Last Autumn one of the Southern Mockingbirds - I decided she was a girl - struggled with her molt. There she was in Wisteria, featherless around the neck, and shy. Lice, I guessed. As well it was a raucous time in her community because territory was scarce and Mockingbirds plentiful. Fights and flying around, laying blame and yelling at each other. That circus of bad temper and fearfulness that my own species in similar circumstances falls so easily into.
It was around that time too, that Mockingbirds here forgot to sing. There was an occasional vague attempt at an aria, but such was the stress, the storm and angst, that almost everybody came to the conclusion that singing beautiful and lonely from the top of a taller tree, was not the way to resolve the imperative of a territory upon which to feed through winter into spring.

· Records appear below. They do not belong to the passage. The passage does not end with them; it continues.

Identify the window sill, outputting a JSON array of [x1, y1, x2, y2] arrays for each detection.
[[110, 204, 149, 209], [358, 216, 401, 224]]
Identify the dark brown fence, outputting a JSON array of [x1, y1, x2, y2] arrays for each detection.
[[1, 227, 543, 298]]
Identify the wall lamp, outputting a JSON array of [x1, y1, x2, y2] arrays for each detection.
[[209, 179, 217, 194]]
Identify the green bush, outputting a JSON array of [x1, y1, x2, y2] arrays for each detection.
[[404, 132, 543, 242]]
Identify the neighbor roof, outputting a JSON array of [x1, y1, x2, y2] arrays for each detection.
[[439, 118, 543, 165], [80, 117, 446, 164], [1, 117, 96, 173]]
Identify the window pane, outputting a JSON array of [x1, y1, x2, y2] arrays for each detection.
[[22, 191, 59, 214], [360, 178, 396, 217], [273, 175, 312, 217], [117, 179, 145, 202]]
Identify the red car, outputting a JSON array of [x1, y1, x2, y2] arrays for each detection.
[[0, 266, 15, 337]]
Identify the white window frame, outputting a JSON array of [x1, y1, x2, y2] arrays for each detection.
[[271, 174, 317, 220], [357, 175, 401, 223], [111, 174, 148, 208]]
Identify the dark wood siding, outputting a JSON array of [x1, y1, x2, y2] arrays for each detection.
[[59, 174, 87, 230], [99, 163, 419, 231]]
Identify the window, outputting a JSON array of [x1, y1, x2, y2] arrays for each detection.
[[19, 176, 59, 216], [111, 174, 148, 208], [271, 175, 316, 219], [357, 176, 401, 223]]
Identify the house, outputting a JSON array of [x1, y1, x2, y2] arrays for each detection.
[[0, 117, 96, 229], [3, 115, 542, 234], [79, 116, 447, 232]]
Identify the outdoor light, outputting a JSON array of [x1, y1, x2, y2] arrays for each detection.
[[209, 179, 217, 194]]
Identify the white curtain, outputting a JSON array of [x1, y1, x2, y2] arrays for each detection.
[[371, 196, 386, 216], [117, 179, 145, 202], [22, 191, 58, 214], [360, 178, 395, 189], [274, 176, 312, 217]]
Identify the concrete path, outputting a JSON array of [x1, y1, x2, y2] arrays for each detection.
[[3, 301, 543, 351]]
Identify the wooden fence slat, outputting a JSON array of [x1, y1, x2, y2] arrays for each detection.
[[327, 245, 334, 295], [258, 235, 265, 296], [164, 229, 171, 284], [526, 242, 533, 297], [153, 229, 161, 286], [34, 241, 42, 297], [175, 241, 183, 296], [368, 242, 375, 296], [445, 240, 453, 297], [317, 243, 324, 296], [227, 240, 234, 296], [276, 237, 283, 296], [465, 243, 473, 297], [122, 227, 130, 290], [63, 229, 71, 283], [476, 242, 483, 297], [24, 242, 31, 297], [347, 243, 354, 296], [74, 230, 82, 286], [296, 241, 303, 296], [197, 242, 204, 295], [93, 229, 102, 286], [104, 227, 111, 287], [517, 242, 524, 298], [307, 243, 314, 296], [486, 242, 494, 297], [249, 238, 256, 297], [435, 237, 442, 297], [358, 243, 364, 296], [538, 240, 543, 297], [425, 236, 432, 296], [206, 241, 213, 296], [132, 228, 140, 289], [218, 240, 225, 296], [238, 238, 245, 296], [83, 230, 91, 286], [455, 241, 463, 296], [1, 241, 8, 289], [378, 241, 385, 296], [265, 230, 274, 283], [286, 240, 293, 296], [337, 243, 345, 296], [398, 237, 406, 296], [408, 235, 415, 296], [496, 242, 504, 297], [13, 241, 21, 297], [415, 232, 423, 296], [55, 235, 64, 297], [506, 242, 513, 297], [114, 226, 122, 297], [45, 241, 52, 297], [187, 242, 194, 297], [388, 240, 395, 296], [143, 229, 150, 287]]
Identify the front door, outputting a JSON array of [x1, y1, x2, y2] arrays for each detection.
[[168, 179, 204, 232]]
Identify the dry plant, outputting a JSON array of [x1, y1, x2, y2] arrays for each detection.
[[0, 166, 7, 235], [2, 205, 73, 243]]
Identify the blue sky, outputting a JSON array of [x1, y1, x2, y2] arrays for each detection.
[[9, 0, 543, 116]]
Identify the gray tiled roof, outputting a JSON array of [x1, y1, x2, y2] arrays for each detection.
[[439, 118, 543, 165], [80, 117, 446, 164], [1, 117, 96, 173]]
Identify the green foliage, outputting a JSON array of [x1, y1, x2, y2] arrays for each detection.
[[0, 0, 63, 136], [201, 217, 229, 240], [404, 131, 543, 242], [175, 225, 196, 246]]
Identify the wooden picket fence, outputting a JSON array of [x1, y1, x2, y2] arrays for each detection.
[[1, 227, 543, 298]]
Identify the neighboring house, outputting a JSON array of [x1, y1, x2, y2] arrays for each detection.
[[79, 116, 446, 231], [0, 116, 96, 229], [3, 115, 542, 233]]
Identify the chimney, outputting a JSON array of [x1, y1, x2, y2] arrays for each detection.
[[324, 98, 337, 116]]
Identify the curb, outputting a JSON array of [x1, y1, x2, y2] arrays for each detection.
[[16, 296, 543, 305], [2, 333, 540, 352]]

Spring came a little early this year, and I guess Mockingbirds too were surprised by its suddenness. As well, through a warm winter there had been considerable tension. And this year Mockingbirds have been so busy with each other, those moments of yearning and dreaming of others that might once have resulted in a song have all been lost to the fury of property. I can hear it, through morning and afternoon into the evening. I'll call it rage and without happiness, and it's un-resigned, I have decided.
There is one Mockingbird out there, and it's a girl I have decided, that's lost all of her tail feathers except one which is a white feather. It makes her a little clumsy when time comes to land on the electric line. Easy for me to also decide she's the Mockingbird that so struggled with her molt last year. And already she has a child that can hop about and fly into Autumn Olive, where he can stare at me and I can wonder about him.